En outre, même les services de renseignement américains pourraient éventuellement procéder à une identification :
Comme le plaignant l’a également indiqué à juste titre, les services de renseignement américains utilisent certains identifiants en ligne (tels que l’adresse IP ou des numéros d’identification uniques) comme point de départ pour la surveillance des individus. Il ne peut notamment pas être exclu que ces services de renseignement aient déjà collecté des informations permettant de remonter jusqu’à la personne du plaignant à partir des données transmises ici.
Estimation
La CPD a tendance à parler ici du concept de la Singularisation la parole. Du point de vue du droit de la discrimination, cela est certes compréhensible à première vue, car l’individualisation de personnes dont le nom n’est pas connu peut suffire à traiter cette personne différemment des autres.

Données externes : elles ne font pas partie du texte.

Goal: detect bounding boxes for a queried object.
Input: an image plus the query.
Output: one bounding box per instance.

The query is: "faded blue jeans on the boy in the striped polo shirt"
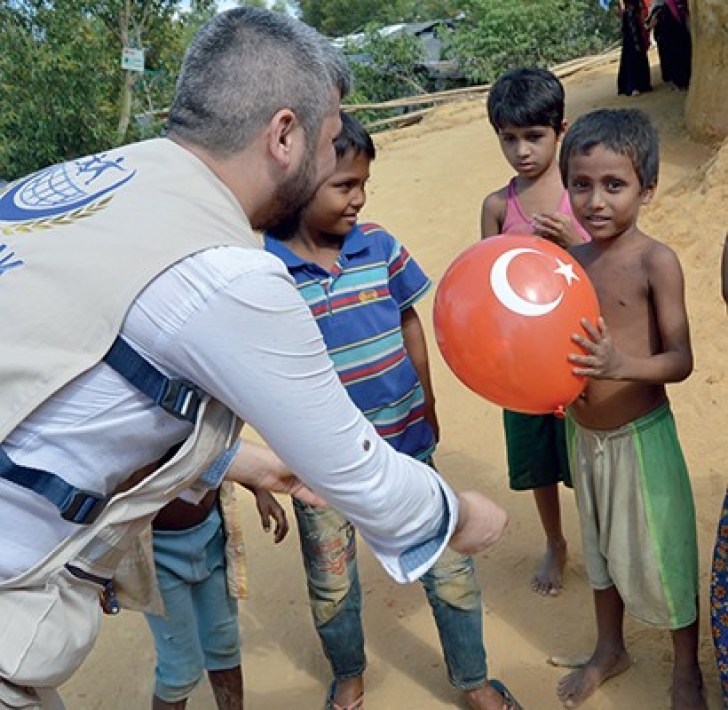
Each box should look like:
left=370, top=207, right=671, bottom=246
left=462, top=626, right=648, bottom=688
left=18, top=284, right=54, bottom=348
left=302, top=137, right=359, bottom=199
left=293, top=498, right=488, bottom=691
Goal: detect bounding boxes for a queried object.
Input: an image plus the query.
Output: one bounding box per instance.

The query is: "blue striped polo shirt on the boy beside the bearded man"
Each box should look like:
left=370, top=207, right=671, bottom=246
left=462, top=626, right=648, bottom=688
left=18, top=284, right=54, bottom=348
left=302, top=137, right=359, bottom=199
left=265, top=224, right=435, bottom=459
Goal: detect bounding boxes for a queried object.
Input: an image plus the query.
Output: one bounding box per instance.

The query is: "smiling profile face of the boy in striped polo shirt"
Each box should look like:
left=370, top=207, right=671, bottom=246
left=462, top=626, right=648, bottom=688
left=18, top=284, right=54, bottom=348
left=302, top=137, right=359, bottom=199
left=302, top=150, right=371, bottom=237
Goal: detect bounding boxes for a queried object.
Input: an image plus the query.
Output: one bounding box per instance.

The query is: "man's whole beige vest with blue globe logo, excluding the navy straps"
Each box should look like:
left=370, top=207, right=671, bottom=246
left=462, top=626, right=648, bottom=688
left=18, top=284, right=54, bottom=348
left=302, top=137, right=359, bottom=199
left=0, top=139, right=260, bottom=705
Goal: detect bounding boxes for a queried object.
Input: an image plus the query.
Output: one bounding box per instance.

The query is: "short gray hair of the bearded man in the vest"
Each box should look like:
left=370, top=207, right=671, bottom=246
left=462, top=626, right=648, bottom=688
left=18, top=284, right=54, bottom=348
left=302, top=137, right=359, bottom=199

Toutefois, dans ce cas, une différence de traitement ne repose pas sur une information à proprement parler personnelle, car les identifiants utilisés pour faire la distinction ne seraient à proprement parler personnels que s’ils étaient général - également par des tiers – à des fins d’identification (comme surtout le nom d’une personne) ; à ce sujet, déjà Rosenthal.

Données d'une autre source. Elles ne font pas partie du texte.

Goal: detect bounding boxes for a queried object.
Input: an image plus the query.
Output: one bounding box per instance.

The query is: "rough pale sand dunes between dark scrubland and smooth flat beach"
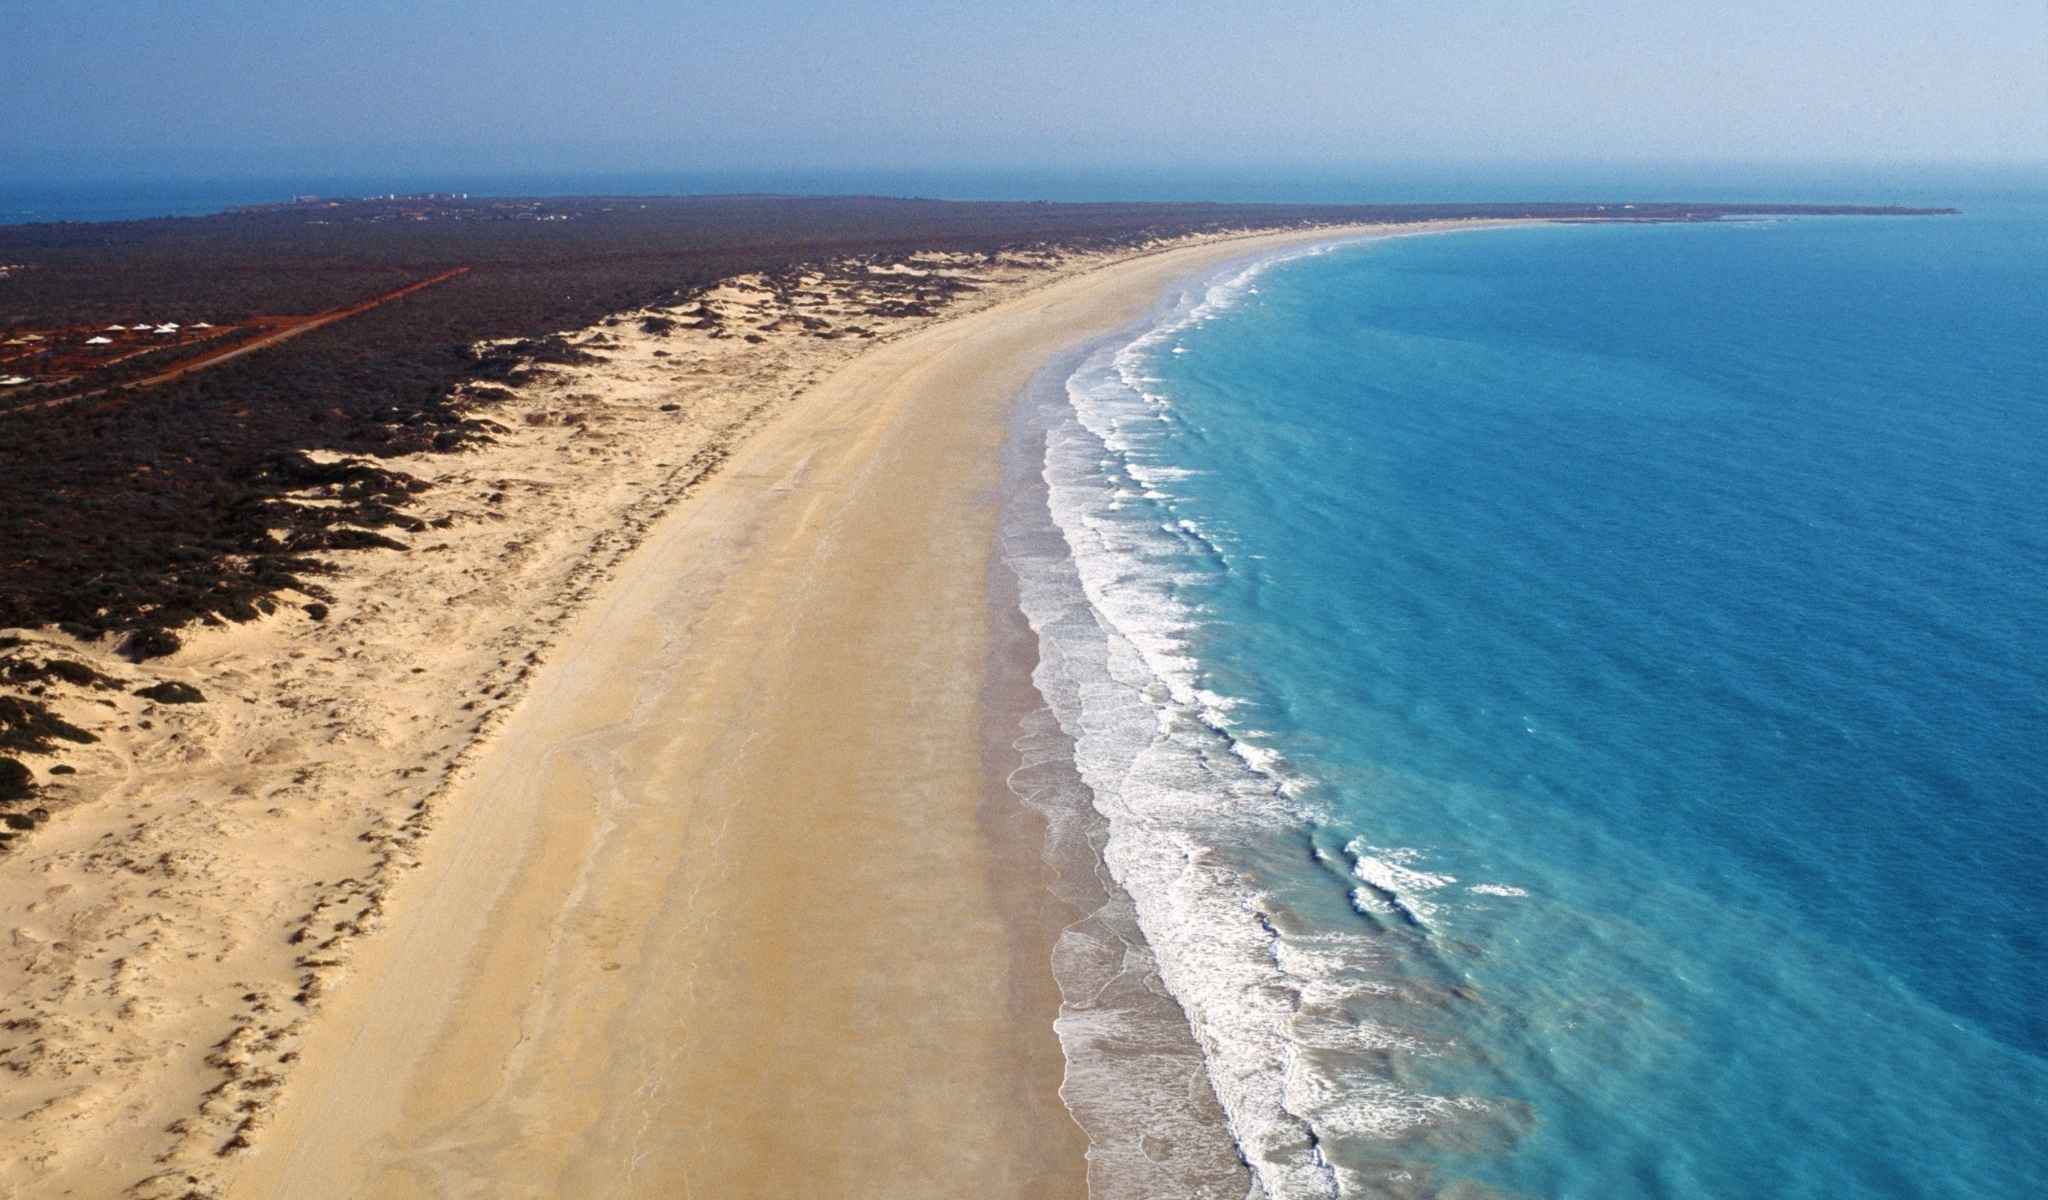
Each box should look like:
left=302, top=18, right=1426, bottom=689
left=0, top=224, right=1327, bottom=1196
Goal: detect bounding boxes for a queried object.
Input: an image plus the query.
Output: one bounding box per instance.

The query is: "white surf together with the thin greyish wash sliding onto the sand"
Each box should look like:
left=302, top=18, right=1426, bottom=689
left=1004, top=225, right=1515, bottom=1200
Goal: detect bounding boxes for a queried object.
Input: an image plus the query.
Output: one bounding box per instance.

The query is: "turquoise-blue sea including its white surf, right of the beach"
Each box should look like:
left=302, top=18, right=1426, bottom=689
left=1018, top=195, right=2048, bottom=1200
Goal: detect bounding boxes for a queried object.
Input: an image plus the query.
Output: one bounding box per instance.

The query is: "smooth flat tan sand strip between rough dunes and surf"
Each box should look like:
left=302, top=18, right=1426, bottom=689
left=231, top=229, right=1409, bottom=1198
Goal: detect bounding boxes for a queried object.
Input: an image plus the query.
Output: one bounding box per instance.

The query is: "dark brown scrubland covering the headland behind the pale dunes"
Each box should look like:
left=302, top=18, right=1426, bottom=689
left=0, top=197, right=1949, bottom=659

Si, au contraire, ils ne servent que d’une Si l’on utilise le nom de l’organisme comme identifiant, il n’est pas possible de faire le lien avec des données de tiers ou par des tiers, et dans ce cas, on ne peut pas non plus parler d’ ”identification”. Le domaine de protection du droit de la protection des données ne va pas jusqu’à pouvoir devenir un droit général de protection contre la discrimination, surtout en Suisse où les droits fondamentaux n’ont qu’un effet protecteur indirect entre les particuliers. C’est la raison pour laquelle les droits fondamentaux les réglementations européennes ne sont pas reprises telles quelles être.

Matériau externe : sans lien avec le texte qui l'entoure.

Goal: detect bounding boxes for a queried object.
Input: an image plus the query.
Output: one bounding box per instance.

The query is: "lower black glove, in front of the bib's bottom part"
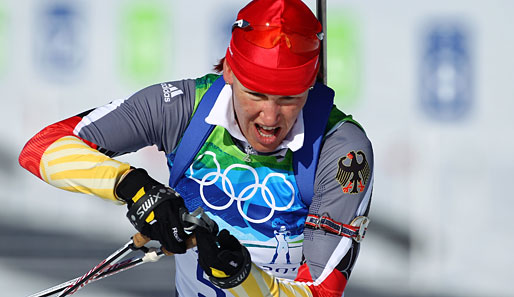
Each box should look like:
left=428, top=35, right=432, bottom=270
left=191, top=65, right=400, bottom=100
left=195, top=227, right=252, bottom=289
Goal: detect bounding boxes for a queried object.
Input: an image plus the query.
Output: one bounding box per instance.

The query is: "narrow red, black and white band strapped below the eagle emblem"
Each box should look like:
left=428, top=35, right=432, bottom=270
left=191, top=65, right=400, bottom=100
left=305, top=213, right=369, bottom=242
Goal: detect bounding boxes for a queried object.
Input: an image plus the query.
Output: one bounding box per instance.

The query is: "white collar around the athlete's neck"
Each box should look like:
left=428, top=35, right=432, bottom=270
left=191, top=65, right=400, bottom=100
left=205, top=84, right=304, bottom=152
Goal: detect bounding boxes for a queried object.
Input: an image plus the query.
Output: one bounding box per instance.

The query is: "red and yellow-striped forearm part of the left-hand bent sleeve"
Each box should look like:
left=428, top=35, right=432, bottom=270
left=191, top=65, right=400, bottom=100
left=19, top=111, right=130, bottom=201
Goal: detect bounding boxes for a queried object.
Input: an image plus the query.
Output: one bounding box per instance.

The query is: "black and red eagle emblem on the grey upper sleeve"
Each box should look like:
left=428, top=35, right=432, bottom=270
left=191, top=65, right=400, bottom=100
left=336, top=151, right=371, bottom=194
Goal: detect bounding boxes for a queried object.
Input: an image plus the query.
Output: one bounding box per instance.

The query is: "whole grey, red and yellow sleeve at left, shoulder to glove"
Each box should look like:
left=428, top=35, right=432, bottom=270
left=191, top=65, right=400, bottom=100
left=19, top=80, right=195, bottom=201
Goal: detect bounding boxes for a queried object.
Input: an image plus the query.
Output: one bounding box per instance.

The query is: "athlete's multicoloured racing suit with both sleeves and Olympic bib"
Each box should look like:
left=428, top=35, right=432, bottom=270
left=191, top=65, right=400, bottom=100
left=20, top=75, right=373, bottom=296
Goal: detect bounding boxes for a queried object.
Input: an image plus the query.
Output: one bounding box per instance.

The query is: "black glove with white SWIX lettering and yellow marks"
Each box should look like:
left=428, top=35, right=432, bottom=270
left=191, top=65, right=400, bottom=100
left=116, top=168, right=187, bottom=254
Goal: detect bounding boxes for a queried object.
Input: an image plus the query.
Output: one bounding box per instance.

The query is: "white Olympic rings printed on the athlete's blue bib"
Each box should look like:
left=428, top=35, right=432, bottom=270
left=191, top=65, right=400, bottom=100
left=189, top=151, right=295, bottom=224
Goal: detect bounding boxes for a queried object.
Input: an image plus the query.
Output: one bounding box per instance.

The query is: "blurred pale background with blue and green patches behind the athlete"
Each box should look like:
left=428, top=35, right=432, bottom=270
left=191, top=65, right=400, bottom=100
left=0, top=0, right=514, bottom=297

On peut de toute façon se demander pourquoi la CPD fait ces remarques. Il aurait suffi de constater l’identification claire par Google – en l’occurrence par la connexion au compte Google du plaignant. En fin de compte, les déclarations relatives à la singularisation sont donc obiter dicta. En même temps, il ne faut pas croire que la CPD a négligé la portée de ses opinions ; sa prise de position ne peut pas être considérée comme un accident industriel, mais doit être lue comme une prise de position consciente.
Répartition des rôles
Lors de l’examen de la répartition des rôles en matière de protection des données, la CPD part tout d’abord du principe que la maison d’édition est responsable, car elle utilise Google Analytics. Google, d’autre part, serait pour Google Analytics un Responsable de la commandeCe qui est surprenant, mais en principe correct – en fonction de la configuration de Google Analytics – et qui correspond également à l’objectif de l’enquête. Attitude de Google correspond :
Ce qui est maintenant Traitements de données en relation avec l’outil Google Analytics il convient de noter que [Google] ne fait que mettre ce service à disposition et n’a aucune influence sur l’utilisation des fonctions de l’outil par la première partie plaignante, ni sur les paramètres concrets qu’elle choisit. Par conséquent, dans la mesure où [Google] ne fait que fournir Google Analytics (en tant que service), il n’exerce aucune influence sur les “finalités et les moyens” du traitement des données et doit donc être considéré comme un cas spécifique au sens de l’article 4, point 8, du RGPD. Sous-traitant de se qualifier.
Cela serait sans préjudice du rôle de Google en matière de protection des données en vue d’un éventuel traitement ultérieur des données.